Very good point my friend. These times are a lot different than back in the 60's when it was just GM, Ford, Chrysler & AMC vying for their pieces of the pie. 

The small differences between say Chevy, Pontiac, Oldsmobile & Buick made models sharing the same guts a good idea. Not so today.


----------



## 69bossnine (Aug 9, 2007)

Well.... TOO much brand-engineering is a "bad" thing, but I don't agree with just tossing one soldier out there with a bow-tie on it to gain optimal sales... Let's face it... Other than the Corvette (which has always kind of been it's own "island" in the Chevy sea) Chevrolet is GM's "entry-level" division.... i.e. cheap cars for the working man... Once folks start to make it in life, get a promotion or two, or just get up in years in general, they want to step-up.... They don't want that cheap-image bowtie in their grille... Giving them an upmarket choice in a Pontiac or Buick is a good idea... But the cars themselves should ALSO represent a step-up... Richer interior, upmarket styling, superior fit/finish... The problem with the Firebird/Camaro relationship of the last 20 years was that they "looked" different, but really weren't all that much different in or out, and they sold for basically the same damn money... As opposed to say, 1979, where buying a Trans Am meant you got a sweet looking engine-turned dash, ability to order a real-Pontiac 400c.i. engine with a 4-speed that blew the doors off the Z/28's 350 at the time, availability of a WS-6 package with 4-wheel disc brakes that you couldn't get any of on the Z, and truly upmarket styling with a shaker hood... It was working like spades in 1979, GM sold a $hitload of BOTH vehicles, Firebird and Camaro, with fully decked T/A's commanding around 20% more premium than it's sister Z/28... If they had only had one or the other back then, it would have resulted in far less profit from the platform, no doubt about it..
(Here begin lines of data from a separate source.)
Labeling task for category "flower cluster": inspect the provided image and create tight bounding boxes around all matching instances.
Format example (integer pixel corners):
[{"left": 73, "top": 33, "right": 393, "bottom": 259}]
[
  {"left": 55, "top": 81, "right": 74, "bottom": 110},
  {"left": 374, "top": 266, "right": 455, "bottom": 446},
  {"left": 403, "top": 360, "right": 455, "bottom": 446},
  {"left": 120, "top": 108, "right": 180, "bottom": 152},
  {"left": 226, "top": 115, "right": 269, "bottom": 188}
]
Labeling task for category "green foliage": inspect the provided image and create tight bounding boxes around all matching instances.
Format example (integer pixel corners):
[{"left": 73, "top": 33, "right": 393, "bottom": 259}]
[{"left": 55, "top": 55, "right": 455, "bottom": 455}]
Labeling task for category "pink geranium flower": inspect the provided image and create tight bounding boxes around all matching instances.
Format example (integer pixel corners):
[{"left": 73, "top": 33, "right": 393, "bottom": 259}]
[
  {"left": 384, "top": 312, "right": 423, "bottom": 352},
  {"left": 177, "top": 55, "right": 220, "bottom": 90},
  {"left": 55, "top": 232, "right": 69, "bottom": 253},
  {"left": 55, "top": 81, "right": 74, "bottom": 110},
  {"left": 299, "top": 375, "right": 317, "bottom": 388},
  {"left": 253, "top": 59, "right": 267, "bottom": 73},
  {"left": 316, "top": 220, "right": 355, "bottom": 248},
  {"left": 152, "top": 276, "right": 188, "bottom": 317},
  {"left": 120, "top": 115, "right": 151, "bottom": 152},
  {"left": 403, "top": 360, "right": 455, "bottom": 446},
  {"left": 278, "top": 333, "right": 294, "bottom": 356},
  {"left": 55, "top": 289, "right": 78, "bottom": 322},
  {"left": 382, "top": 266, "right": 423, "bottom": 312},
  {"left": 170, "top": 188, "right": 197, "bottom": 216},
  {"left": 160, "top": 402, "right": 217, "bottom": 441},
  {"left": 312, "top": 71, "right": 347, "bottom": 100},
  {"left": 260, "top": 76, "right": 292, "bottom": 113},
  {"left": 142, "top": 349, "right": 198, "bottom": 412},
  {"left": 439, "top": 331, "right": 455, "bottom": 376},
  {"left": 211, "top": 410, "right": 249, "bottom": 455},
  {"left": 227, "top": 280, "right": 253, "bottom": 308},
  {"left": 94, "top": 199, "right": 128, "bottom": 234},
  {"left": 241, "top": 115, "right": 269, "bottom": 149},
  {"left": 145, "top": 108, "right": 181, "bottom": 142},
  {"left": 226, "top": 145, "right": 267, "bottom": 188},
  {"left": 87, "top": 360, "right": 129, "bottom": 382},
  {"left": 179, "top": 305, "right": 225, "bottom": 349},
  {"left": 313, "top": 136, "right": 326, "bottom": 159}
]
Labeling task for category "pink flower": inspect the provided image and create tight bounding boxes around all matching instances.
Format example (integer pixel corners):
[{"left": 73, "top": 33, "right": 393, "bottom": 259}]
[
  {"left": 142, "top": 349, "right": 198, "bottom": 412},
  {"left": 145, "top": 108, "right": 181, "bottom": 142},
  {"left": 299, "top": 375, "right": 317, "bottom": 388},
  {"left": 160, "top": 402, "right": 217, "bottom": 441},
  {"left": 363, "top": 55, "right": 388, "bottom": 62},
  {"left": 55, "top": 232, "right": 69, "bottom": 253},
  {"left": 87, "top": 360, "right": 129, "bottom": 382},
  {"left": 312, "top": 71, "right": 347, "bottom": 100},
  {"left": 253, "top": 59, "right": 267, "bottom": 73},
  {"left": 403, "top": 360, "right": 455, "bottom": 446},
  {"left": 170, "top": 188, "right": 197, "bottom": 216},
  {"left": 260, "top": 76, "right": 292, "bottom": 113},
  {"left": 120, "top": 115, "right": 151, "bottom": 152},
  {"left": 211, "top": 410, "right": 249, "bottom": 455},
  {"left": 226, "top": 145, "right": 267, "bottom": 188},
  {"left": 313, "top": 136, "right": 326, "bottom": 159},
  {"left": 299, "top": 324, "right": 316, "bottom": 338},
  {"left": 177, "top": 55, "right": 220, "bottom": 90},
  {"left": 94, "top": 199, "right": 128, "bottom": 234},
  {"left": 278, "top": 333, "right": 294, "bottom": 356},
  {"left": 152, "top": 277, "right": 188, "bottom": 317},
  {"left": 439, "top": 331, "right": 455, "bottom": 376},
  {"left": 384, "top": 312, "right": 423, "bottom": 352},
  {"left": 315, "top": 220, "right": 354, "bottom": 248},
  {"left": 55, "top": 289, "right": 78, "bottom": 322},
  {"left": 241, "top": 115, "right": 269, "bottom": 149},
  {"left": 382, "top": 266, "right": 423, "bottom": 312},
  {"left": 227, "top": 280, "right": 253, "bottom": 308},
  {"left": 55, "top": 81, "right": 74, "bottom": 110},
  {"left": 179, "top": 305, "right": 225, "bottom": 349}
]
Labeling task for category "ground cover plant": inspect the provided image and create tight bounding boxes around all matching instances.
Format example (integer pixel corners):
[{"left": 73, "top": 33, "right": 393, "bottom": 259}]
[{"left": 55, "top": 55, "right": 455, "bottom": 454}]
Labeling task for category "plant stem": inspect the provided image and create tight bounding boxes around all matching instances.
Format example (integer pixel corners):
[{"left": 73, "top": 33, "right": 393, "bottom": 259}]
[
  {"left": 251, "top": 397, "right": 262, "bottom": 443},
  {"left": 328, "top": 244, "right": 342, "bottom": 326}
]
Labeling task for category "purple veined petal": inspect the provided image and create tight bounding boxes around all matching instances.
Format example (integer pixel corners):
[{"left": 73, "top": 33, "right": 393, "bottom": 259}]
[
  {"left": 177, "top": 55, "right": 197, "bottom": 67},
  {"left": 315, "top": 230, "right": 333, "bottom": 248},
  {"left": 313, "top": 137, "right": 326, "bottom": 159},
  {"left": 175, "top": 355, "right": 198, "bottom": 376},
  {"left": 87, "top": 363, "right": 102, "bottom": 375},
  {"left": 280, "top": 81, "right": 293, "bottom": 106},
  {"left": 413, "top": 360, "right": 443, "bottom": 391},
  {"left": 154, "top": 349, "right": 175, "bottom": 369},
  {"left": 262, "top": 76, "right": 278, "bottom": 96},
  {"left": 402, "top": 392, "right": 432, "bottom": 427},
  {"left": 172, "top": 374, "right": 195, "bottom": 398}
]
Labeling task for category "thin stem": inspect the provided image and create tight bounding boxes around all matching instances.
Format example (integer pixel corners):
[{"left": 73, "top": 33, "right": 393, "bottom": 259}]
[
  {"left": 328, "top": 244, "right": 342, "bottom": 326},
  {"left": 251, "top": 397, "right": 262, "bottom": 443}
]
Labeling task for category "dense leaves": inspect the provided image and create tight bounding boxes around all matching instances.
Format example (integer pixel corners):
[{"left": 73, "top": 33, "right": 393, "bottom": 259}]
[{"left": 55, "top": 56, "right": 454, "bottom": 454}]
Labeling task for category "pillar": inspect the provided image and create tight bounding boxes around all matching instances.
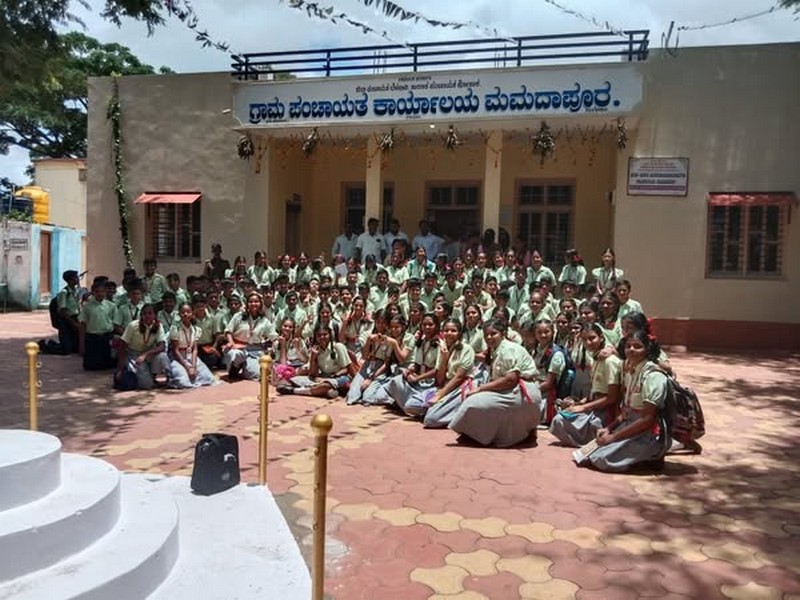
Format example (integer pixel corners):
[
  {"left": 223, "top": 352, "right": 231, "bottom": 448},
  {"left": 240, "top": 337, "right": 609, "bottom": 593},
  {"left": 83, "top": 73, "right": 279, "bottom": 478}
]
[
  {"left": 483, "top": 129, "right": 503, "bottom": 233},
  {"left": 364, "top": 135, "right": 383, "bottom": 231}
]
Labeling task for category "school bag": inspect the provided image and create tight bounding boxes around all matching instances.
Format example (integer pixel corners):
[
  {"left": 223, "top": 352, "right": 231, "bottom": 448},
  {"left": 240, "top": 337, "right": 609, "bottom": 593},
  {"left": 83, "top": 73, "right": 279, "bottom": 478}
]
[
  {"left": 191, "top": 433, "right": 240, "bottom": 496},
  {"left": 665, "top": 376, "right": 706, "bottom": 445}
]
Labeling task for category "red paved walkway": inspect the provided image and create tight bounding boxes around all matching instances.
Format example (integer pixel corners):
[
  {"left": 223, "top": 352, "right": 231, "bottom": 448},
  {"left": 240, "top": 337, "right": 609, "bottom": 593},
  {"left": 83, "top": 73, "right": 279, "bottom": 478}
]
[{"left": 0, "top": 313, "right": 800, "bottom": 600}]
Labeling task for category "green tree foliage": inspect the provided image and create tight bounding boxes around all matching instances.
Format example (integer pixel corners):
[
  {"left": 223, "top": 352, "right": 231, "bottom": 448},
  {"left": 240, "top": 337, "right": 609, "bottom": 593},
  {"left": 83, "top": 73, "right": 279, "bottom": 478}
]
[{"left": 0, "top": 32, "right": 170, "bottom": 158}]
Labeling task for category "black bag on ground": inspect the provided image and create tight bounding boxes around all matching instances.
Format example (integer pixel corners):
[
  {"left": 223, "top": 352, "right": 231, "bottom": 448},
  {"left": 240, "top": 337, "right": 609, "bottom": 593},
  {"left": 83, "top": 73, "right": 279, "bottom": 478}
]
[{"left": 191, "top": 433, "right": 239, "bottom": 496}]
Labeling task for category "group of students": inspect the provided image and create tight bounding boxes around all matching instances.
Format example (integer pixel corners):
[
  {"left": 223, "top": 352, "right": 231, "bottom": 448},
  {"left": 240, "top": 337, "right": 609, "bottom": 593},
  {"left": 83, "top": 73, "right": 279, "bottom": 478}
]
[{"left": 53, "top": 245, "right": 671, "bottom": 471}]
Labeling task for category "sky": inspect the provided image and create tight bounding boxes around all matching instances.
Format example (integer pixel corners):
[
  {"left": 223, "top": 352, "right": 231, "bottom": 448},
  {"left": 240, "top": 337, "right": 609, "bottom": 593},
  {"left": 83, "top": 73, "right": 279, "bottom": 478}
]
[{"left": 0, "top": 0, "right": 800, "bottom": 184}]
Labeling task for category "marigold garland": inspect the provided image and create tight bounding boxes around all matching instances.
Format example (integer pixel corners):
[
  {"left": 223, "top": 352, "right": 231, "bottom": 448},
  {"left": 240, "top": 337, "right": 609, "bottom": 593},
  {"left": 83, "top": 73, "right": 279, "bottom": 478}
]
[{"left": 106, "top": 73, "right": 133, "bottom": 267}]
So, it can be done, and done with good business sense... But the cars have to differentiate from each other considerably... And the Pontiac was always the "performance" division, so it should have more class, more performance/handing options, and better materials throughout (like the GTO interior offers), and yes, it should cost about $4-5 grand more... If the Chevy lovers scream that they want the extra stuff on their Camaros, well then, they would have to do the same thing our parents did in the 50's, pull off the friggin Chevy lot and step-up to Pontiac, Olds or Buick, or even Cadillac...

They knew how to do it so well back then... It can be done today, sure, not to the same extent (you can't support that many divisions), but if it were true that all you needed was one badge, why does Toyota have Lexus and Scion, and why does Nissan have Infinity... Hell, Mercedes thought it didn't have enough panache to compete with Rolls, and brought back Maybach...

It can be done, Detroit just hasn't done it right in years.... It's flat-out sad how Ford has mis-managed, neglected and destroyed Mercury and Lincoln...

When GM dumped Olds and kept Buick, I thought they had made a huge mistake.... I thought Buick should be the one to go... But some of the new Buick stuff looks so nice, and is doing so well in the market, I suppose I was wrong (not that I'm in the market-demographic for a Buick, I'm just being objective...)


----------



## lotaguts (Jan 17, 2006)

We all better hope that in 2010 most of use will be able to daily drive our goats we will be looking at upwards of $7/gal by that time. The end of affordable internal combustion is near folks the end is near :confused


----------



## dctex99 (Dec 24, 2004)

*Anyone see the new Camaro at SEMA 07*

Called it the bumble bee,,,looked close to production,,,hope pic loads.


----------



## GTO JUDGE (May 14, 2005)

dctex99 said:


> Called it the bumble bee,,,looked close to production,,,hope pic loads.


I saw the orange Camaro vert at the GM Nationals in Carlisle PA this summer. Do a search on this forum I posted pics of it. Overall I like it. I was not impressed with the pictures, you have to see it up close. IMO, some changes could be made.

The car is a CONCEPT CAR. A rep from GM was there and said THAT CAR WILL NOT be the production model and further stated the actual production car will NOT BE divulged until production time.


----------



## Showgoat67 (Feb 16, 2005)

Well i am waiting for new gto if not by 2010 then i will save my money for a new 2012 700hp vette.I would consider a camaro but wait to see how they look in person.I should have my project cars all done by 2010 so we will see.


----------